The mammalian target of rapamycin (mTOR) is a serine/threonine kinase which participates in several key cell functions such as cellular protein synthesis and cell growth. The mTOR pathway has recently been studied in kidney pathology, as it is involved in renal hypertrophy and urinary excretion 36. In a 5/6 nephrectomized rat model, Ohkawa & al demonstrated that LPD and the use of mTOR inhibitor (rapamycin) had similar reno-protective effects, decreasing proteinuria and improving kidney histological damage 37. Chang & al demonstrated in a bone marrow-derived mesenchymal stem cell (BM-MSC) model that 5-methoxytryptophan (5-MTP), a recently discovered tryptophan metabolite, had the ability to inhibit pro-inflammatory mediators and protects BM-MSC against stress-induced senescence.

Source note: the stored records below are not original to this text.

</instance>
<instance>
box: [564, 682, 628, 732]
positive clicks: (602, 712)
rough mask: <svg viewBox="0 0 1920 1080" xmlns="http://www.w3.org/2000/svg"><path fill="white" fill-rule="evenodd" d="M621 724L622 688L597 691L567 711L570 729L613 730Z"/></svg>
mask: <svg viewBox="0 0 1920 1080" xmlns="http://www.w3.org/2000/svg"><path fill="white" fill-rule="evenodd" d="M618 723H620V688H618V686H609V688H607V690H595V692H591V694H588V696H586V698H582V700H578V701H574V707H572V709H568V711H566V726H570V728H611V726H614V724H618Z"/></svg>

Moreover, they showed that beneficial effects of 5-MTP was mediated through FoxO3a and mTOR pathway 38. Because mTOR activity is regulated by aminoacid intake, it would be interesting to explore the hypothesis that qualitative modulation of aminoacid intake could influence mTOR pathway. It could be interesting, as a second step, to explore mTOR pathway and tryptophan metabolite concentrations in mice fed a LA-AAD. Likewise, we did not analyze intestinal microbiota composition of our different groups. It might be interesting to explore the abundance and diversity of the gut microbiome, according to each specific diet.
An additional issue to consider is whether such a LA-AAD could be deleterious to the body. Indeed, tryptophan metabolism has been studied for decades by psychiatrists, as it is the precursor of serotonin, the so-called “happiness neurotransmitter”. Several animal and human experiments have been carried out to test the hypothesis of tryptophan supplementation beneficial effect on depressive symptoms, with thus far ambivalent results 39. However, the present LA-AAD was not completely deprived in tyrosine, tryptophan and phenylalanine, and intake levels were similar to the LPD. Tryptophan and phenylalanine are essential amino acids, meaning they cannot be synthesized de novo by the human organism, and thus they must be supplied in diet. Conversely, tyrosine is considered as a conditionally essential amino acid, which means its synthesis can be limited under certain pathological conditions. Minimal dietary amounts of each aminoacid have been well established and any attempt to define a LA-AAD in human should comply with these requirements. However, current protein intakes in Western countries do bring essential aminoacids far above the minimal requirements.
In conclusion the present study in CKD mice suggests that an experimental LA-AAD (i.e. low tyrosine, tryptophan and phenylalanine intake) has beneficial systemic effects, mimicking those of a LPD. Indeed, a LA-AAD appears efficient to delay renal function decline and prevent kidney fibrosis, without exposing to malnutrition. Significant differences between the two groups (LPD and LA-AAD) were noted such as energy intake, urea level or even inflammatory biomarkers (such as MCP-1) which could be deleterious in the long run and therefore require further studies. Future studies will be needed to determine if the specific restriction of foodstuffs containing large amounts of AAAs ( e.g.: animal meats (beef, fish), eggs, lentils,…) could improve kidney function in humans.